Best models for M3 Max 48gb?
Posted by Good_Educator_3719@reddit | LocalLLaMA | View on Reddit | 5 comments
I'm a hobbyist developer using opencode to build personal productivity tools and work on a basic SaaS platform idea.
I've tried to use lmstudio and the various big models for building but it's so slow that I only really use it as a planning and chat agent, then switch over to the web opencode zen models when I need the agent to build stuff.
I have a MBP M3 Max with 48gb ram / unbinned (16-core CPU / 40-core GPU ) and in my head i'm convinced I should be getting better results with this hardware.
For example Gemma 4 26b a4b (gguf - I can't run the mlx versions on the latest lmstudio yet) runs incredibly fast (80-120tk/s) for general chatting and planning work, but asking it to build anything through opencode grinds it to a halt and the fttk speed is like 5+ minutes.
I guess i'm asking what models people with the same/similar hardware are running so I can benchmark my results. thanks!
El_Hobbito_Grande@reddit
Do you mean using it through the API is slow vs using the built-in chat?
Good_Educator_3719@reddit (OP)
exactly - i'm talking about using lmstudio as the provider in opencode then choosing models from the list I populate in opencode.json.

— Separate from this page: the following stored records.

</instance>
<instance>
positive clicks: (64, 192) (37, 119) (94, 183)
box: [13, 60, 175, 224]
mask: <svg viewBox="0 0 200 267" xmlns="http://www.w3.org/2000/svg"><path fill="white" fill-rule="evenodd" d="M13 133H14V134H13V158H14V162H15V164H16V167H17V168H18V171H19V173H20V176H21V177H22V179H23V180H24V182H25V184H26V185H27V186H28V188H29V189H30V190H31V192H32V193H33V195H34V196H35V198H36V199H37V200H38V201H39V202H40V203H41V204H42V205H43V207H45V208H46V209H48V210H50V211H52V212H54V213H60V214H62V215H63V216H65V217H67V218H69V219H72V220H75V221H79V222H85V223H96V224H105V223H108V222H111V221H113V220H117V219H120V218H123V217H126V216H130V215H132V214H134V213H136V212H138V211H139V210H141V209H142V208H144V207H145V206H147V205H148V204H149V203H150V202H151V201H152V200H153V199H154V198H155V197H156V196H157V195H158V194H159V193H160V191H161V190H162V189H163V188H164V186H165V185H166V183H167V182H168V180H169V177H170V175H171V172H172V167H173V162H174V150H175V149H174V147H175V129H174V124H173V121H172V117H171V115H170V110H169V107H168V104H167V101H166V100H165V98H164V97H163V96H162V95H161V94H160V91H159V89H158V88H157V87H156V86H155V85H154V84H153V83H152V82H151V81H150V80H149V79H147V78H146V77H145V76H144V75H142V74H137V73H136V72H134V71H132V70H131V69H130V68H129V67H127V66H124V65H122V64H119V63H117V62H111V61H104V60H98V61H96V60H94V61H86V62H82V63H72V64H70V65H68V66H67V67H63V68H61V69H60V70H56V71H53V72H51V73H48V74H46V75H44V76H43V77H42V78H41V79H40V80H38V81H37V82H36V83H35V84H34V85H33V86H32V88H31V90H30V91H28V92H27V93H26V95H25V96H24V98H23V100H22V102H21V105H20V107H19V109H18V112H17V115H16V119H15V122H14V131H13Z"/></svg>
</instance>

I don't use the lmstudio chat tbh, but after a few quick tests this morning I can see it runs about the same as general chat inference through opencode.
El_Hobbito_Grande@reddit
I’ve noticed the same thing. Part of the issue at least is that tools like Opencode and openclaw, etc., can inject large system prompts that are not injected when you use the built-in chat. I’m still working on optimizing workflow myself. I do prefer OMLX to LM studio On apple Silicon as it’s just faster. It’s a fairly recent project – open source of course, but they’re making good progress. For example, they recently fixed issues with Gemma 4. Definitely worth looking into. If I come up with some good optimization tips, I’ll be sure to share them.
FusionCow@reddit
There is a piece of software called inferencer or inferencer pro which is basically lm studio for mlx, you should give that a shot. I would try gemma 4 26b and 31b, alongside qwen 3.5 35b and 27b
Excellent_Koala769@reddit
How many tps do you get on Gemma 4 31b dense thinking on?